People We Pass: Stories of Life among the Masses of New York City
Edward Penfield American
Publisher Harper & Brothers American
Not on view
Regarded as one of the most influential poster artists in America, Edward Penfield joined the publishing house Harper and Brothers at the age of twenty-five as a staff artist and editor. Shortly after his promotion to artistic director, Penfield created his first lithograph for Harper’s Magazine in 1893. Following its runaway success, he made posters advertising each successive issue of the magazine for over seven years. Magazine readers and poster collectors celebrated his designs for their boldness, abstraction, and occasional comic touch. Penfield also created advertisements and cover designs for books published by Harper and Brothers.
As the most acclaimed artist working for Harper’s, Penfield was free to experiment with avant-garde styles. Less concerned with the dramatic curving lines of Art Nouveau than his contemporaries, Penfield synthesized a number of stylistic sources in his work, including Japanese ukiyo-e prints and posters made by contemporary French and British artists. Penfield’s work for Harper’s displays a late nineteenth-century American type—the wealthy and well-appointed middle-class individual enjoying leisure time. Penfield himself was part of this newly emerging middle class.

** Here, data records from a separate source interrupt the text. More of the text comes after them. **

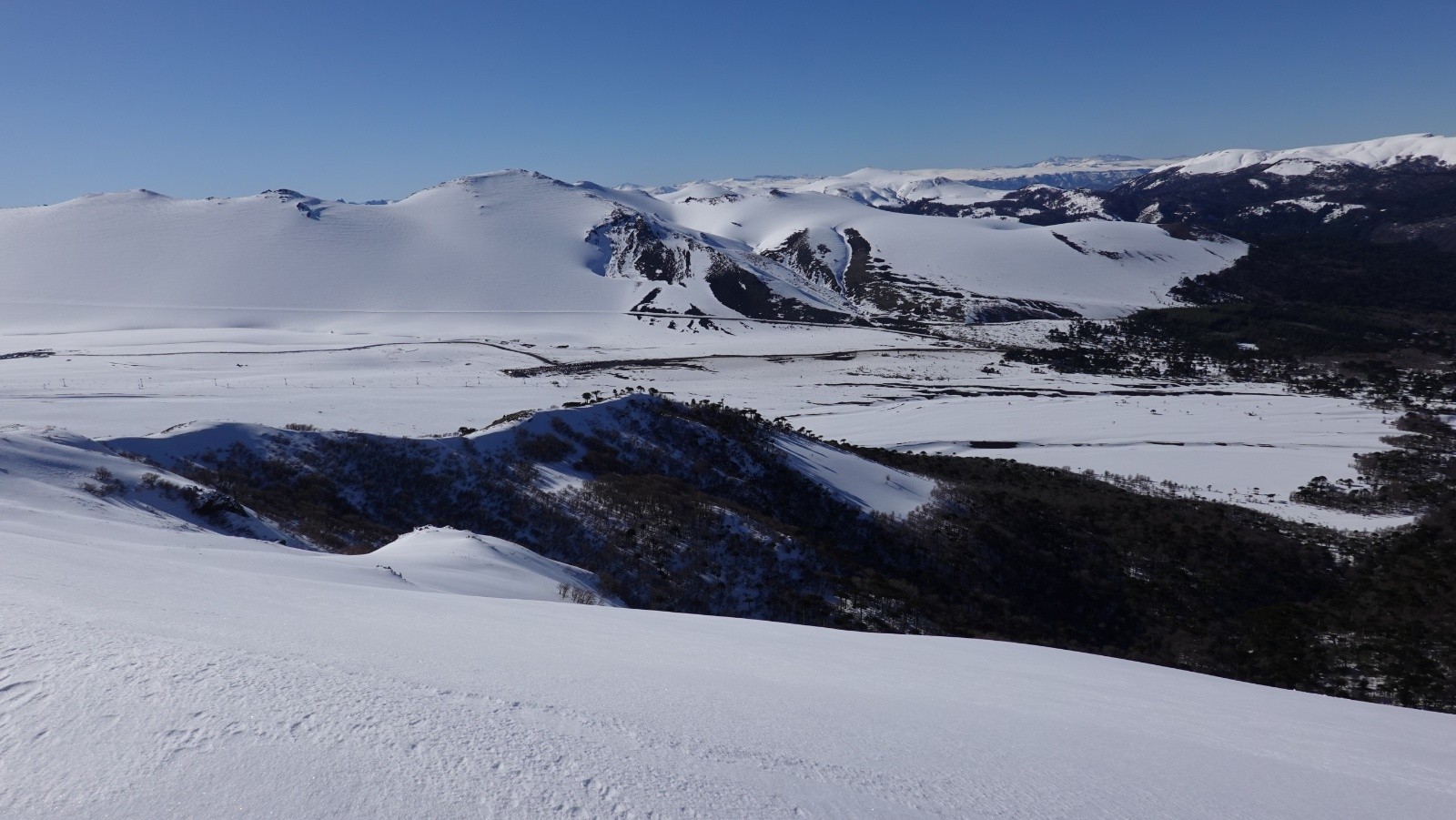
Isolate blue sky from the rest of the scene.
[0,0,1456,206]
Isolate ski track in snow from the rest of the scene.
[0,315,1410,529]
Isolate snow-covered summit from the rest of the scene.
[1155,134,1456,177]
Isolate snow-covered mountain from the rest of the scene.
[8,419,1456,818]
[966,134,1456,249]
[0,170,1242,332]
[666,155,1169,207]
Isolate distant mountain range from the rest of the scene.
[0,134,1456,330]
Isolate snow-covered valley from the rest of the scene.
[0,138,1456,817]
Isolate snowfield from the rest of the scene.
[0,429,1456,817]
[1153,134,1456,177]
[0,170,1245,333]
[0,152,1456,818]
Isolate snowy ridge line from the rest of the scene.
[1153,134,1456,175]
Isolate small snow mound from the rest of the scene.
[362,527,622,606]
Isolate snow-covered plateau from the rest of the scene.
[0,144,1456,817]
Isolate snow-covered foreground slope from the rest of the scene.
[8,430,1456,817]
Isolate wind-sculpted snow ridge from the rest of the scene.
[1155,134,1456,177]
[0,416,1456,818]
[0,170,1242,335]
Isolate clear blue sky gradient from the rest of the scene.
[0,0,1456,206]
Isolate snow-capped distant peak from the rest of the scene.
[1155,134,1456,177]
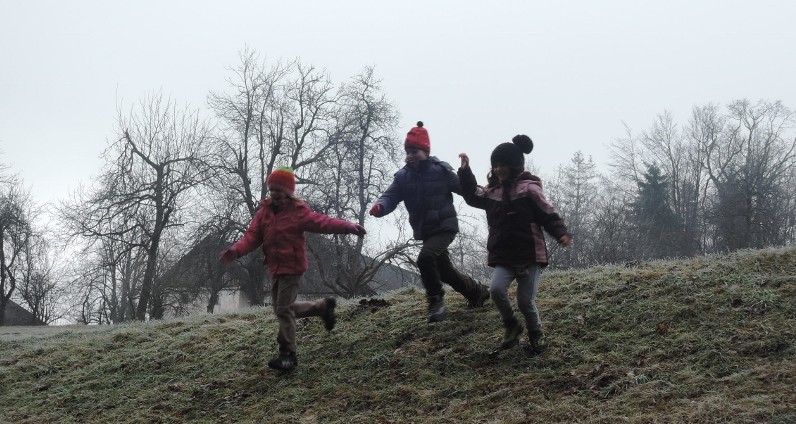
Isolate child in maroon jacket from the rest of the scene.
[219,168,365,370]
[458,135,571,354]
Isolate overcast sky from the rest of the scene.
[0,0,796,207]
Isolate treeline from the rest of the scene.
[546,100,796,267]
[0,51,796,324]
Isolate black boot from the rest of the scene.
[428,295,448,322]
[321,297,337,331]
[500,317,525,349]
[467,284,489,308]
[268,352,298,371]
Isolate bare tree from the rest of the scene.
[17,230,66,324]
[0,171,34,325]
[304,68,412,296]
[61,93,209,320]
[706,100,796,250]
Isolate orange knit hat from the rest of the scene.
[265,166,296,197]
[404,121,431,152]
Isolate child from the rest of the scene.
[370,121,489,322]
[458,135,571,354]
[219,168,365,370]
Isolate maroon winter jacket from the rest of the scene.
[230,198,355,276]
[459,167,568,267]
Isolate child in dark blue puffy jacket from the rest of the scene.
[370,122,489,322]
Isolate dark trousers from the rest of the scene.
[417,233,479,299]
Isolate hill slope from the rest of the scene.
[0,248,796,423]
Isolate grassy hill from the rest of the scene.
[0,248,796,423]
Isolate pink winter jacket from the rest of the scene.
[230,198,355,276]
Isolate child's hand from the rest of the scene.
[459,153,470,168]
[218,247,238,264]
[350,224,368,237]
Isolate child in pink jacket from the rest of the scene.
[458,135,571,354]
[219,168,365,370]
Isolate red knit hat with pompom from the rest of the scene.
[265,166,296,197]
[404,121,431,152]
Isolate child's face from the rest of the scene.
[492,163,511,182]
[406,147,428,168]
[271,189,287,206]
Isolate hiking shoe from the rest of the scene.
[528,330,547,355]
[428,296,448,322]
[321,297,337,331]
[500,317,525,349]
[268,352,298,370]
[467,284,489,308]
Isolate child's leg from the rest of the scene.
[517,264,542,331]
[271,275,301,354]
[489,265,514,321]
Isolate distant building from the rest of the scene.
[165,234,421,313]
[3,300,45,327]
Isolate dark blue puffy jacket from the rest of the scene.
[376,156,461,240]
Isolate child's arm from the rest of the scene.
[458,153,490,209]
[369,177,403,218]
[301,208,367,237]
[218,209,264,263]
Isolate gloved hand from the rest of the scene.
[348,224,367,237]
[218,247,238,264]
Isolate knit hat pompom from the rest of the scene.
[266,166,296,197]
[404,121,431,152]
[511,134,533,155]
[490,134,533,168]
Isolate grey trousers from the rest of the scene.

This poster advertises a compilation of seven short stories by Julian Ralph originally published in Harper’s Magazine. In the book, Ralph fictionalizes the lives of ordinary New Yorkers he met while working as a seasoned journalist at the New York Sun. As a reporter, he wrote about communities of people who were not represented in the city’s mainstream press. Often his interviewees were immigrants who lived in small and packed tenements, in a swarm, almost indistinguishable to an outsider. Not only a witness to the everyday lives of these people, he was invited to their weddings, wakes, funerals, picnics, excursions, and dances—all of which he documented in his written work. For Ralph, each person he passed on the street became a potential subject with a story waiting to be told.